Taking a step back, obesity actually is an adaptation. When food is scarce, you want your body to extract and store every gram of nutrition it can get. And that would provide a distinct advantage when you're trying to reproduce.
The thing is, GLPs don't only suppress eating. There are plenty of substances out there that can do that...and there are plenty of people who can't lose weight by starving themselves, because your body will try to maintain its weight.
The question should be "why isn't everyone obese, given the huge amount of calories available to humans?"
> obesity actually is an adaptation
Obesity is not an adaptation. It's a total aberration. Storing energy in the form of fat is an adaptation. Becoming obese is overloading your entire system.
> why isn't everyone obese
Well... they sure are trying...
The tradeoff with these price controls is that they make current medications cheaper, but make future medications substantially less profitable, making them less likely to be developed.

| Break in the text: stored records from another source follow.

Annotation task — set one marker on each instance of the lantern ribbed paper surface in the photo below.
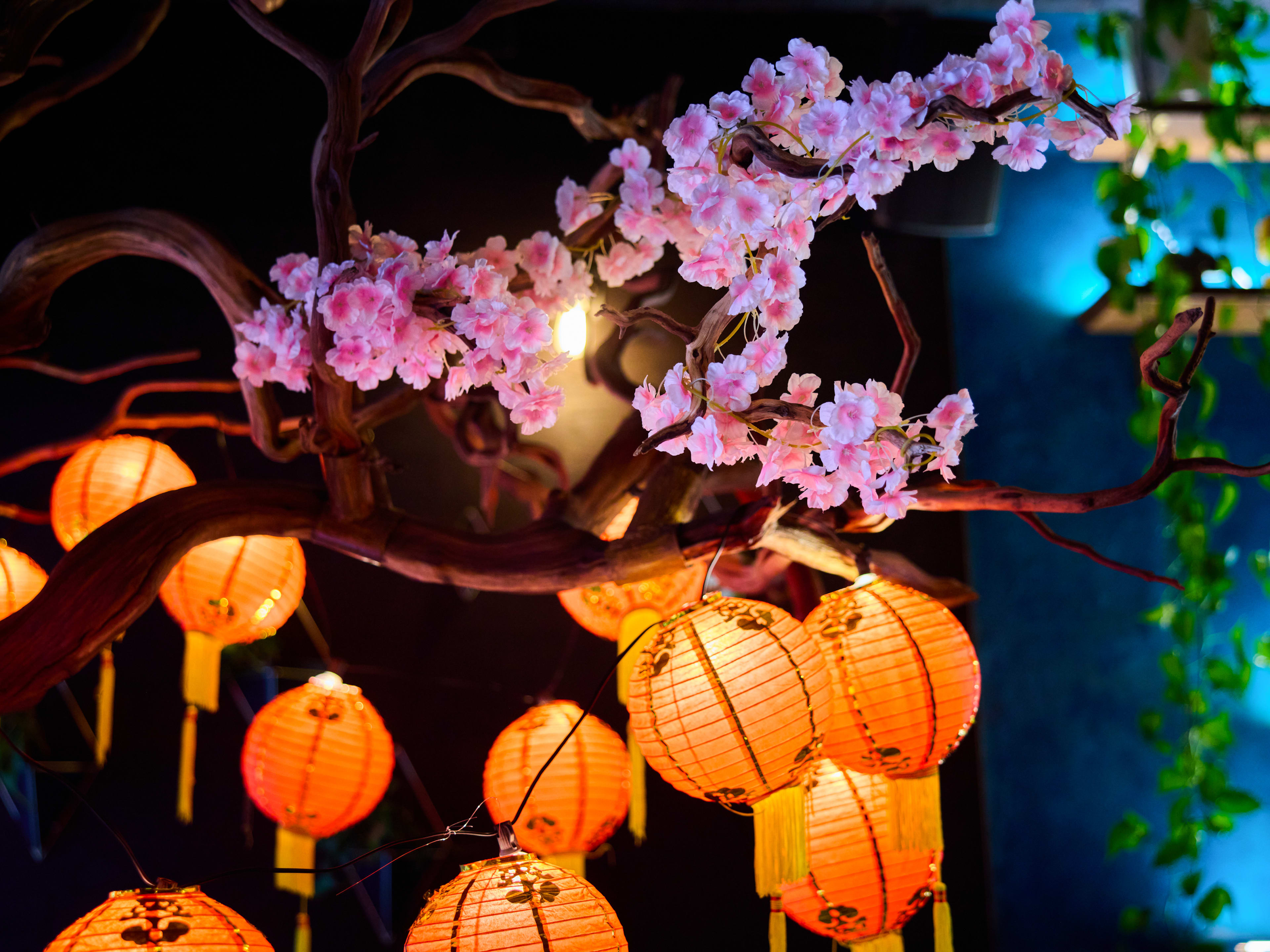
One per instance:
(21, 579)
(318, 758)
(601, 609)
(909, 678)
(581, 799)
(239, 588)
(859, 887)
(516, 904)
(186, 920)
(728, 700)
(107, 476)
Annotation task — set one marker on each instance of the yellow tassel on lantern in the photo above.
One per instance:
(943, 920)
(780, 841)
(634, 624)
(304, 941)
(887, 942)
(637, 812)
(294, 850)
(573, 862)
(919, 820)
(777, 927)
(186, 775)
(105, 706)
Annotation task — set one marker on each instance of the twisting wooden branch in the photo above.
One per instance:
(898, 310)
(1090, 553)
(87, 77)
(115, 370)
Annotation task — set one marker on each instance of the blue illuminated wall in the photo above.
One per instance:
(1067, 666)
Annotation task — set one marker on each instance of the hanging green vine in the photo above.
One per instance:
(1208, 667)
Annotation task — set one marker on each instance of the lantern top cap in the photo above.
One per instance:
(329, 681)
(498, 861)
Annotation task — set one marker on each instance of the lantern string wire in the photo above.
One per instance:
(614, 669)
(53, 774)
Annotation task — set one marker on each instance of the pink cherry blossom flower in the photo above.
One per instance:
(761, 84)
(850, 418)
(827, 126)
(731, 108)
(630, 158)
(1122, 117)
(1053, 78)
(715, 267)
(1025, 149)
(874, 177)
(748, 293)
(689, 136)
(254, 364)
(948, 146)
(1002, 56)
(1075, 138)
(953, 417)
(731, 382)
(766, 357)
(574, 206)
(802, 389)
(775, 314)
(704, 444)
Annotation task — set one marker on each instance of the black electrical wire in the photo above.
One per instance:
(53, 774)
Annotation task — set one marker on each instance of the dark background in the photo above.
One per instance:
(215, 124)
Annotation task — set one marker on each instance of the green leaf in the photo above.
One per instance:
(1135, 920)
(1226, 502)
(1236, 801)
(1213, 903)
(1218, 218)
(1127, 833)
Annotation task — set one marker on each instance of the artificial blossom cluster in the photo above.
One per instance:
(396, 310)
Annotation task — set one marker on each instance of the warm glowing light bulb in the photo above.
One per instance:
(572, 332)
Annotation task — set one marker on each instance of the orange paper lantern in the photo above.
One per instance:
(582, 796)
(107, 476)
(730, 702)
(160, 918)
(516, 904)
(859, 888)
(225, 592)
(21, 579)
(907, 690)
(316, 761)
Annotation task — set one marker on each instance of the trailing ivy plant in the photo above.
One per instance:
(1208, 666)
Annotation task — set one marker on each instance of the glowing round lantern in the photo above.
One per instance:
(909, 689)
(160, 918)
(516, 904)
(730, 702)
(225, 592)
(860, 890)
(21, 579)
(107, 476)
(582, 796)
(316, 761)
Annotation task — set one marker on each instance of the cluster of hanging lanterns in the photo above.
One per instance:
(830, 733)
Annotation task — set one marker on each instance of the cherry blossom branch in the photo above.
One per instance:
(42, 262)
(1090, 553)
(20, 513)
(394, 71)
(115, 370)
(87, 77)
(120, 419)
(479, 68)
(293, 46)
(898, 310)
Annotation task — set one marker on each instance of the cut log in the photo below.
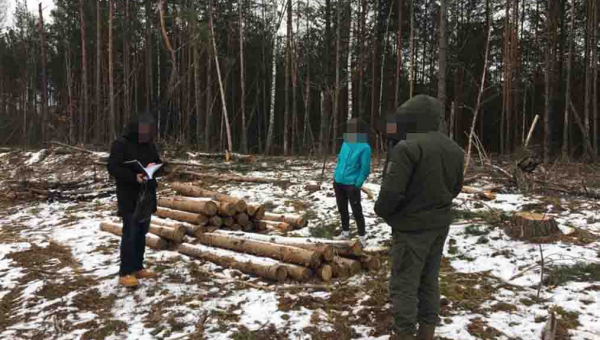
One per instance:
(234, 178)
(280, 226)
(241, 218)
(215, 221)
(326, 250)
(152, 241)
(174, 234)
(208, 208)
(353, 266)
(259, 225)
(190, 229)
(483, 194)
(226, 208)
(248, 227)
(182, 216)
(228, 221)
(235, 227)
(189, 190)
(370, 262)
(324, 273)
(298, 273)
(529, 225)
(296, 221)
(251, 209)
(251, 265)
(258, 211)
(279, 252)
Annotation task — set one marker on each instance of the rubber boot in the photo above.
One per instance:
(145, 274)
(426, 331)
(128, 281)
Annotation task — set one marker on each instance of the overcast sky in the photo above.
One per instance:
(32, 5)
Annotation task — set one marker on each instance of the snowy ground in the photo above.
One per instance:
(58, 270)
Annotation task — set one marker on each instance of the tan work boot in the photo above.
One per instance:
(145, 274)
(128, 281)
(426, 331)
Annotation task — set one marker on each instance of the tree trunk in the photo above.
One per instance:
(99, 106)
(588, 70)
(86, 101)
(283, 253)
(220, 79)
(45, 114)
(246, 264)
(398, 81)
(350, 73)
(411, 49)
(182, 216)
(244, 146)
(152, 241)
(207, 208)
(442, 60)
(111, 73)
(595, 79)
(565, 146)
(188, 190)
(324, 249)
(174, 234)
(273, 93)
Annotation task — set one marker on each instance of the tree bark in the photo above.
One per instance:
(97, 134)
(188, 190)
(295, 220)
(326, 250)
(152, 241)
(84, 77)
(244, 146)
(182, 216)
(283, 253)
(220, 79)
(45, 114)
(246, 264)
(565, 146)
(442, 60)
(111, 73)
(208, 208)
(398, 81)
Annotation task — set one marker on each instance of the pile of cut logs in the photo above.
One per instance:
(199, 231)
(211, 210)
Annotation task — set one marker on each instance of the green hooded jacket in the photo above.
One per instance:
(424, 173)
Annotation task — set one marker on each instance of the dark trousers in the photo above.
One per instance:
(343, 195)
(414, 281)
(133, 244)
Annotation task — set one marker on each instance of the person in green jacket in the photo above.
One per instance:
(423, 176)
(353, 168)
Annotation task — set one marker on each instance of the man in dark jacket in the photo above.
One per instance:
(135, 144)
(423, 176)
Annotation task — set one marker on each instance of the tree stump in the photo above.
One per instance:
(528, 225)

It's rare to see this mentioned, so I'm trying to build awareness.
You believe in a lie, most of the insane margins go towards sharholders of private laboratories or insurance companies and other parasites. Very little of it goes toward actual R&D, and the foundational part of it is done by public labs anyway, that are payed for by taxes.
Developing an approved drug costs 1-2 billion dollars.

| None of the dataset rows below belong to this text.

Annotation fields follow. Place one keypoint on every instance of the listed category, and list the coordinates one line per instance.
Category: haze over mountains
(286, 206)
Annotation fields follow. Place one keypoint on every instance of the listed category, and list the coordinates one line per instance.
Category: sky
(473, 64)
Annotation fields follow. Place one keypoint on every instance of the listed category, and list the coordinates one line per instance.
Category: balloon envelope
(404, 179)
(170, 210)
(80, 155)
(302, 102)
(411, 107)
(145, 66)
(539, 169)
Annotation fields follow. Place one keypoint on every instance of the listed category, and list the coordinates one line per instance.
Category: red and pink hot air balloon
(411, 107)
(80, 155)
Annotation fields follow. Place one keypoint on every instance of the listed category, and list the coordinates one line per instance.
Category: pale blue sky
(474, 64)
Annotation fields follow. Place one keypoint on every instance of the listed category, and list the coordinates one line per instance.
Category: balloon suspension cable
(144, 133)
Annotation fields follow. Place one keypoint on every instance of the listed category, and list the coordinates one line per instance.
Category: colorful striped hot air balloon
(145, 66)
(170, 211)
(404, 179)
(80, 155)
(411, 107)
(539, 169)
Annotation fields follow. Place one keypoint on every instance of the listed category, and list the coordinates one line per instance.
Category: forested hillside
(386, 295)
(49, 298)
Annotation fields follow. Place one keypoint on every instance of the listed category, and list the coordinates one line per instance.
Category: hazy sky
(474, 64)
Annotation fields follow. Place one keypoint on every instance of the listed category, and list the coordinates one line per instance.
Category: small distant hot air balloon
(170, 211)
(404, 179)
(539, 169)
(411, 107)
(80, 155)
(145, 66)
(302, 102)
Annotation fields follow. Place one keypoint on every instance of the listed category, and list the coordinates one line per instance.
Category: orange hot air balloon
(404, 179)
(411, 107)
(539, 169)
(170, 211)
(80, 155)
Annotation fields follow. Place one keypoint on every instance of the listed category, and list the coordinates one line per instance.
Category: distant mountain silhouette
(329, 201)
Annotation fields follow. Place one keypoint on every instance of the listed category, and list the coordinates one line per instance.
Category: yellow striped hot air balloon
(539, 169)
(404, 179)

If you can't recoup that by selling the drug, developing drugs is not sustainable and will not happen. And the US is really the only country where you can sell for substantially more than manufacturing cost.
Ozempic manufacturers do make huge profits now, but that's quite rare. This is a tough industry to make money in.
My ACA insurance (because I was unemployed) covered Rybelsus (pill form, which is a much higher dose due to lack of absorption through the stomach), then in like October or November they said "nah" and said "go to Ozempic" I had just completed my first two sets of increases before the final uppage to be on the stable dose, when insurance said "Nah." So my doc RX'd Trulicity to see if they would cover that, which, for some reason they also didn't. I haven't had the time or energy during the holidays to deal with it, so now I'm dealing with increased hunger from going cold turkey off these things all because of bullshit micromanagement from shitty insurance companies on the market place.
If this makes it better and easier for companies to actually pay out for this I am 100% for it, there should not be a constant jerking about for what is or isn't paid. Also - this wasn't for weightloss (which I assume would have been Wegovy approved), this was for diabetes, and it was under control with Rybelsus, and I assume Ozempic, though we were still in the process of building up to it (I was on max dose of Rybelsus and I'm pretty sure I needed the max Ozempic as well). If they had given a reason for the denial it'd be one thing but it was just a blanket denial.
I just hope this makes it easier for folks who need it to be able to obtain it.